Error requesting http://localhost:4444/selenium-server/driver/:
ERROR: Could not find element attribute: link=Download PDB File@href

I would like the script to continue running, moving onto the next round of the loop so I don't have to worry if a single round of the loop throws an error. My research suggests that using Try::Tiny may be the best solution. Currently I have the script below using only try{...} which seems to suppress any error and allow the script to continue through the files. However I'm concerned that this seems to be a very blunt solution and provides me no insight into which/why files failed.

Ideally I would want to print the filename and error message for each occurence to another file that could then be reviewed once the script is complete but I am struggling to understand how to use catch{...} to do this or if that is even the correct solution.

use strict;
use warnings;
use WWW::Selenium;
use WWW::Mechanize;
use Try::Tiny;


my @fastas = <*.fasta>;
foreach my $file (@fastas) {
try{

open(my $fh, "<", $file);
my $sequence;
my $id = substr($file, 0, -6);
while (my $line = <$fh>) {

        ## discard fasta header line
        } elsif($line =~ /^>/) {     # / (turn off wrong coloring)
            next;

        ## keep line, add to sequence string
        } else {
            $sequence .= $line;
        }
    }
close ($fh);

my $sel = WWW::Selenium->new( host => "localhost",
                              port => 4444,
                              browser => "*firefox",
                              browser_url => "http://www.myurl.com",
                            );

$sel->start;
$sel->open("http://www.myurl.com");
$sel->type("chain1", $sequence);
$sel->type("chain2", "EVQLVESGPGLVQPGKSLRLSCVASGFTFSGYGMHWVRQAPGKGLEWIALIIYDESNKYYADSVKGRFTISRDNSKNTLYLQMSSLRAEDTAVFYCAKVKFYDPTAPNDYWGQGTLVTVSS");
$sel->click("css=input.btn.btn-success");
$sel->wait_for_page_to_load("30000");

## Wait through the holding page - will timeout after 5 mins
$sel->wait_for_element_present("link=Download PDB File", "300000");
## Get the filename part of link
$sel->wait_for_page_to_load("30000");
my $pdbName = $sel->get_attribute("link=Download PDB File\@href");
## Concatenate it with the main domain
my $link = "http://www.myurl.com/" . $pdbName;
$sel->stop;

my $mech = WWW::Mechanize->new( autocheck => 1 );
$mech -> get($link);
#print $mech -> content();
$mech -> save_content($id . ".pdb");
};

}
zdim
  • 64,580
  • 5
  • 52
  • 81
PyPingu
  • 1,697
  • 1
  • 8
  • 21
  • 3
    Your code looks broken, for example, the line } elsif($line =~ /^>\/) { . Check your posted code, please. – wolfrevokcats Jun 29 '16 at 18:30
  • Yeah I'm aware of that backslash. Without it the formatting on this site went haywire, I couldn't work out why but it isn't in my actual code. – PyPingu Jun 29 '16 at 21:03
  • 1
    I sympathize with that! I've edited your post to correct the error, and suppress further wrong coloring by the editor. You can do that by adding another slash in a comment on the same line, `# /`. I also added a statement (in that comment) on what it is for.

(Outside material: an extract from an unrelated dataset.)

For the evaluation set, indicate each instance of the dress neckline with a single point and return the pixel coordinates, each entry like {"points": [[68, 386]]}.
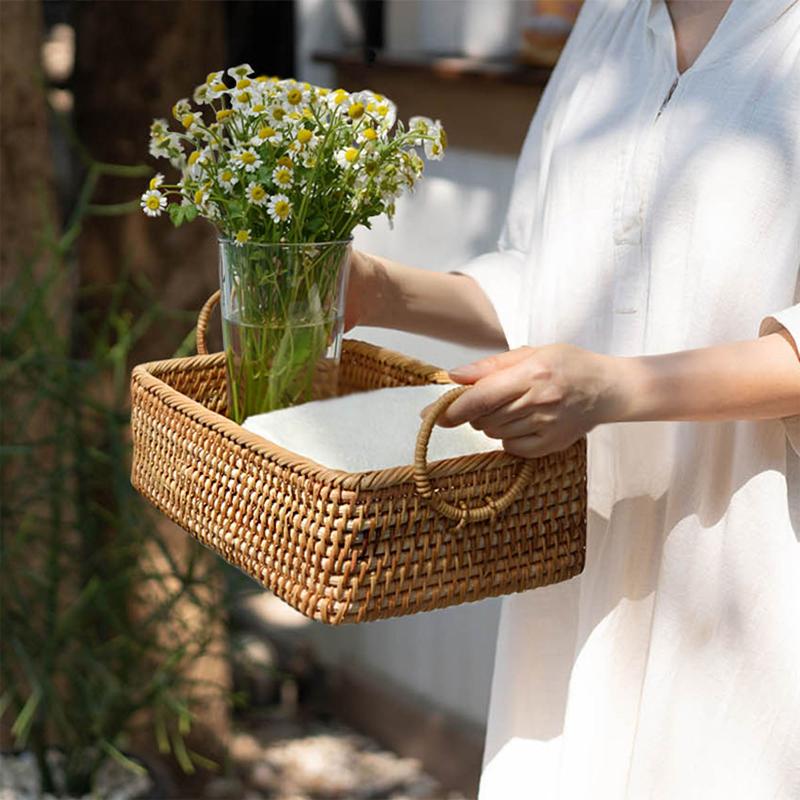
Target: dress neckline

If you don't like this please go ahead and change it, by all means. (But you don't want to post code that's wrong, no matter the format.) – zdim Jun 29 '16 at 21:10
  • Ah thanks! Do you know why that was affecting the coloring? – PyPingu Jun 29 '16 at 21:11
  • Well, it's these slashes (and/or other special symbols), whichever way they are paired (or not). I don't know how the editor parses things, but regex often results in this problem. (I am not certain that it is always the `/` that will turn it off, but it may be some other one.) That itself is finicky, too -- it has to be `# /` and only after that can you add text. – zdim Jun 29 '16 at 21:14
  • Hmm quite curious, I was very confused as it looked absolutely fine in my text editor of choice (sublime) – PyPingu Jun 29 '16 at 22:09
  • Oh, I mean it is the problem with the markdown/editor _here_, when you paste your code in this editor. It highlights things etc, and somewhere there those multiple slashes (when combined with some other characters) in a regex confuse it. – zdim Jun 30 '16 at 06:14

1 Answers1

4

You are completely right that you want to see, log, and review all errors (and warnings). The mechanism and syntax provided by Try::Tiny is meant to be bare-bones and simple to use.

use warnings;
use strict;
use feature qw(say);
use Try::Tiny;

my @fastas = <*.fasta>;

my $errlog = 'error_log.txt';
open my $fh_err, '>', $errlog  or die "Can't open $errlog for writing: $!";

foreach my $file (@fastas) {
    try {
        # processing, potentially throwing a die
    }
    catch {
        say $fh_err "Error with $file: $_";   # NOTE, it is $_ (not $! or $@)
    };
}
close $fh_err;

# Remove the log if empty
if (-z $errlog) { 
    say "No errors logged, removing $errlog";
    unlink $errlog or warn "Can't unlink $errlog: $!";
}    

You can save names of files for which the processing failed, with push @failed_files, $file inside the catch { } block. Then the code can attempt again after the main processing, if you know that errors are mostly due to random connection problems. And having the list of failed files is handy.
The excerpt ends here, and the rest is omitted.